03-07-2023 11:10 AM - edited 03-07-2023 11:12 AM
I'm unable to use Visual Studio 2022 to compile a DLL and integrate it via the Call Library Function VI.
When I compile a simple DLL using Visual Studio 2022 the Call Library Function reports an error "Library not found or failed to load" : "The library specified for this node cannot be found or cannot be loaded. Right-click the Call Library Function node and select Configure, then choose the correct library name or path."
However I have an old installation of Visual Studio 2013 on my machine, and the same source code compiled with the 2013 version produces a DLL which works.
In both cases I'm using the default DLL template from Visual Studio when creating my solution. I've tried loading the DLLs into 64bit Labview 2016 and Labview 2020 - in both cases only DLLs built with VS2013 work.
My source code is very simple:
#include "pch.h" //for 2013 this is "stdafx.h"
extern "C" __declspec(dllexport) void add(double x, double y, double* result);
__declspec(dllexport) void add(double x, double y, double* result)
{
*result = x + y;
}
I've tried comparing the project settings (e.g.
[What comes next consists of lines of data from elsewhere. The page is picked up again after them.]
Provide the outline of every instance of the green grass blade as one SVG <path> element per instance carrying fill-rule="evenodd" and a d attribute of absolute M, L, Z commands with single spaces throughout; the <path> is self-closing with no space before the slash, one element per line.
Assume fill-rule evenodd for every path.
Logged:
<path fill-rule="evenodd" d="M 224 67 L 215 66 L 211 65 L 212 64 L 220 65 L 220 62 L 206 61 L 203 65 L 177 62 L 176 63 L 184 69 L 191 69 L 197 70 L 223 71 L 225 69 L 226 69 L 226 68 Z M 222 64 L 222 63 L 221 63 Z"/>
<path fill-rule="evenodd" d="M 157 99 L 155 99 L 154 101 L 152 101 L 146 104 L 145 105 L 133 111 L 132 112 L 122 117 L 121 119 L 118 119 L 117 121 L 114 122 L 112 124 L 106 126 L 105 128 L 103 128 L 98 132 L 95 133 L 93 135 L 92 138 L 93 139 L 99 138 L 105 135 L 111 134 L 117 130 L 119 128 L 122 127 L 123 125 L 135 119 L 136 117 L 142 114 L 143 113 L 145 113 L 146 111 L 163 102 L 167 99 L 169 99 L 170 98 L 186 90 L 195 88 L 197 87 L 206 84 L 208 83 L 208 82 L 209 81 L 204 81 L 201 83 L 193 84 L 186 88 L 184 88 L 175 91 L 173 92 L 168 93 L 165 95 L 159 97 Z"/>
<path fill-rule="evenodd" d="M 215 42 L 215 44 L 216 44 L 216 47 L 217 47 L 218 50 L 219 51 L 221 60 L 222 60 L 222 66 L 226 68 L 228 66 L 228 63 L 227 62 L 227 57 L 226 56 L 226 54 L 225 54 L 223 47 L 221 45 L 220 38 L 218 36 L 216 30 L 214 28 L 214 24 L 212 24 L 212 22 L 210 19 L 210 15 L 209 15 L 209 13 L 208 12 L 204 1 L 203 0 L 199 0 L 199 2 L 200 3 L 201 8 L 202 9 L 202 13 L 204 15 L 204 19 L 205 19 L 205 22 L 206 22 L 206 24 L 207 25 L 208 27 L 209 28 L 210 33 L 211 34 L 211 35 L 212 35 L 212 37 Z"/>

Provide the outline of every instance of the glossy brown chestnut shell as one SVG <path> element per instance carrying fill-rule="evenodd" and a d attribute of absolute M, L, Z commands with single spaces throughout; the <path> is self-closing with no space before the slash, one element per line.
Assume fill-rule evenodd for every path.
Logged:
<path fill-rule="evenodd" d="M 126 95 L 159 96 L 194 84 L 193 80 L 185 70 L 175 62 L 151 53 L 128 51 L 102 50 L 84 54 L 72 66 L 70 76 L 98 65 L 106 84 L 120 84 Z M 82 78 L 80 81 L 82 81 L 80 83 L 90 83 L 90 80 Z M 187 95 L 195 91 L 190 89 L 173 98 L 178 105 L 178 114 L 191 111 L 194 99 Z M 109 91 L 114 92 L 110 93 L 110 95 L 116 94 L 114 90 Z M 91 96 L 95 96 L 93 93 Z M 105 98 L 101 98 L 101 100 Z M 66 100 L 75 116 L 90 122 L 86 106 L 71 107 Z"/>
C/C++, linker settings, etc) between VS 2022 and 2013 but there are so many. Is this a compatibility issue with the Windows SDK Version and platform toolset in VS2022?
What version of VS is recommended, does it depend on the target Labview version?
Attached built DLL files.
03-07-2023 11:46 AM - edited 03-07-2023 11:57 AM
LabVIEW 32-bit trying to access a 64-bit compiled DLL? Or vice versa?
Also those DLLs are both compiled as Debug version and refer to the debug runtime. They only can run on a Windows system on which you installed the full Visual Studio IDE. Debug DLLs are not for redistribution. you can't even get a seperate runtime installer for those C runtime DLLs, but even if you copy them by hand, you have legally no right to distribute them to another computer.
They both wouldn't load on my computer as I have neither Visual Studio 2013 nor a newer version installed.
If you don't try to run them on the system on which you compiled them, build a Release version instead and make sure to install the matching C Runtime Redistributable Installer for your Visual Studio version.
03-07-2023 12:22 PM
Thanks, I expect you're right. VS2013 is installed on the same machine as my labview installs whereas VS2022 is on a separate device and I didn't realize the requirement for installing the runtime redistributable.
I was trying to load both 64bit DLLs with 64 bit Labview, not 32.